Segmentation fault RRTMG with adaptive time step.

meteoadriatic · Jan 3, 2025

Hi, from all tests you have done, at this point, I would be pretty surprised if it comes out that the reason for simulation failures is not the PBL choice. It seems we will know soon

Good luck!

Manuarii · Jan 6, 2025

meteoadriatic said:
Hi, from all tests you have done, at this point, I would be pretty surprised if it comes out that the reason for simulation failures is not the PBL choice. It seems we will know soon Good luck!

Hi Meteoadriatic,

I’ve been trying to use the YSU scheme as the PBL parameterization (instead of QNSE I was using), but WRF continues to stop unexpectedly without any clear explanation. The simulation halts without generating a segmentation fault or a similar error. Below is an excerpt from the rsl.error file showing the output just before it stops.

The only way I’ve managed to make it work is by further reducing the target CFL value. For example, with target_cfl = 0.2, the simulation stops at 2017-02-20_08:38:37. If I set target_cfl to 0.5, it stops immediately after reaching 2017-02-20_02:00:00. So I keep same parameter for adaptive time step as previous test.

Timing for main (dt= 0.12): time 2017-02-20_08:38:37 on domain 5: 0.06947 elapsed seconds
d05 2017-02-20_08:38:37+**/** Top of Radiation Driver
Timing for main (dt= 0.12): time 2017-02-20_08:38:37 on domain 5: 0.05946 elapsed seconds
d05 2017-02-20_08:38:37+**/** Top of Radiation Driver
...
Timing for main (dt= 0.03): time 2017-02-20_08:38:37 on domain 5: 0.07061 elapsed seconds
d05 2017-02-20_08:38:37+**/** Top of Radiation Driver

Here is the only thing I change in namelist.input :

bl_pbl_physics = 1, 1, 1, 1, 1,
sf_sfclay_physics = 1, 1, 1, 1, 1,

Since the simulation always stops right after showing "Top of Radiation Driver," I suspect the issue might be related to the radiation scheme. Could you confirm if this is indeed the case?

Also, do you think YSU is a suitable choice for simulations at a 1/9 km resolution? It seems to me that it is a good and straightforward PBL parameterization. For reference, I change the sf_sfclay_physics setting when switching to YSU.

Thanks for your help!

meteoadriatic · Jan 6, 2025

Hello,
Well, I'm surprised to hear this.

I'm not sure that radiation scheme is the source of the problem; might be but also might not - it might crash because of unrealistic state of the model at that particular point in time. And that is the way to go with debugging I think. Can you set wrfout frequency so that it dumps model state right before the crash, the closer to the crash, the better, and then look into it and see if there is anything unrealistic? That might guide you toward the solution.

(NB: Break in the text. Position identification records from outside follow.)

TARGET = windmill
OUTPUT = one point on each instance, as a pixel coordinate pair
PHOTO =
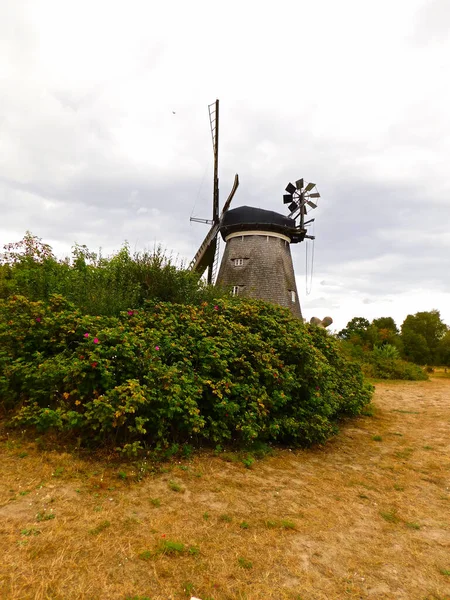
(298, 197)
(257, 259)
(208, 253)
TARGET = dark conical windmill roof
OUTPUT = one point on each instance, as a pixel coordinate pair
(248, 217)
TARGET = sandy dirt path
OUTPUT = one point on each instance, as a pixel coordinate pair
(367, 516)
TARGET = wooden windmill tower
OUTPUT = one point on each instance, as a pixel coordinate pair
(257, 259)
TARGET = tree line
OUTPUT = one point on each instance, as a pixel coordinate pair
(423, 338)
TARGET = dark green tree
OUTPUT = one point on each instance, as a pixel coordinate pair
(444, 349)
(358, 327)
(421, 336)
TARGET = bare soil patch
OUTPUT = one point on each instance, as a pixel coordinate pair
(367, 516)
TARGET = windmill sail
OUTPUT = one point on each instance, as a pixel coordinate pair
(205, 254)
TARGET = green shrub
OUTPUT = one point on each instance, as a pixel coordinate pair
(231, 371)
(96, 285)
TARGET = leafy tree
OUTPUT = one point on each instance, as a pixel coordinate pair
(444, 349)
(387, 323)
(357, 327)
(421, 335)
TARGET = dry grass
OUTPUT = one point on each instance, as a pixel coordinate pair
(357, 518)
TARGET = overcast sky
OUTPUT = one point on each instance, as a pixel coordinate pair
(353, 95)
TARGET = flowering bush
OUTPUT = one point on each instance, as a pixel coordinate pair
(169, 373)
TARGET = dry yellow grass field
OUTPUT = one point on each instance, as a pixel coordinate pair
(365, 516)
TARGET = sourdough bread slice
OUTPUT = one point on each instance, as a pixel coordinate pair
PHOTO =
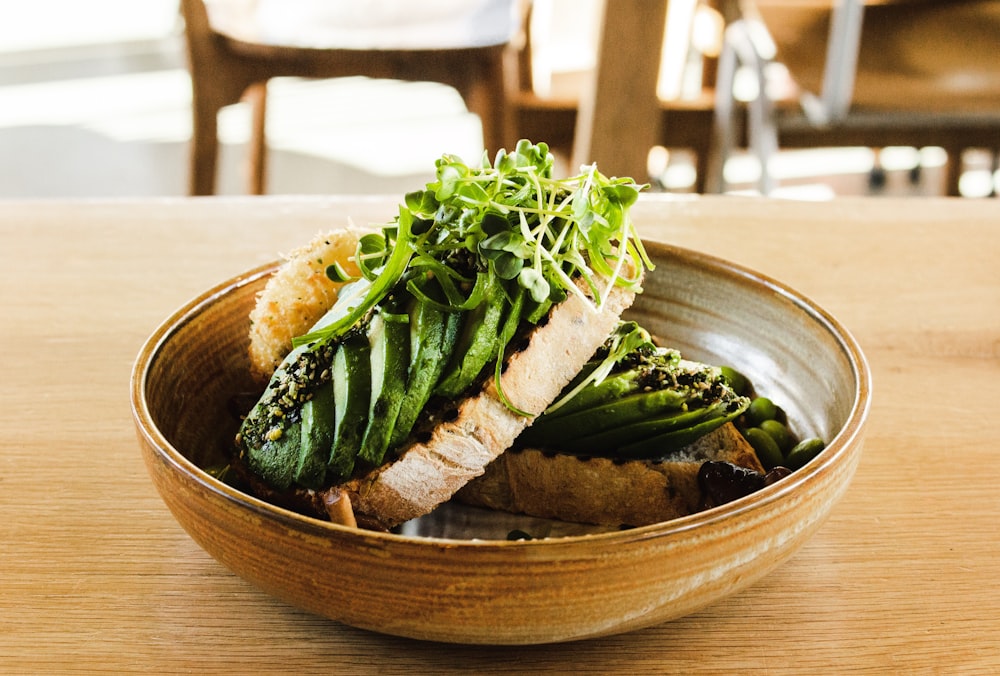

For such small grids, instead of YSU, you would probably be better with scale aware schemes (Shin-Hong or SMS-3DTKE) or LES setup.

Manuarii · Jan 7, 2025

meteoadriatic said:
Hello,
Well, I'm surprised to hear this.

I'm not sure that radiation scheme is the source of the problem; might be but also might not - it might crash because of unrealistic state of the model at that particular point in time. And that is the way to go with debugging I think. Can you set wrfout frequency so that it dumps model state right before the crash, the closer to the crash, the better, and then look into it and see if there is anything unrealistic? That might guide you toward the solution.

For such small grids, instead of YSU, you would probably be better with scale aware schemes (Shin-Hong or SMS-3DTKE) or LES setup.

Hi Meteoadriatic,

I will try also SMS-3DTKE, when turning off pbl scheme.

After modifying the frequency while keeping YSU as the PBL scheme, I noticed an unusual pattern in most variables (T2, P, W, U, V). Specifically, there’s a localized spot showing significantly higher values for W. This typically occurs near the highest summit in my third domain, where the slope appears to be quite steep.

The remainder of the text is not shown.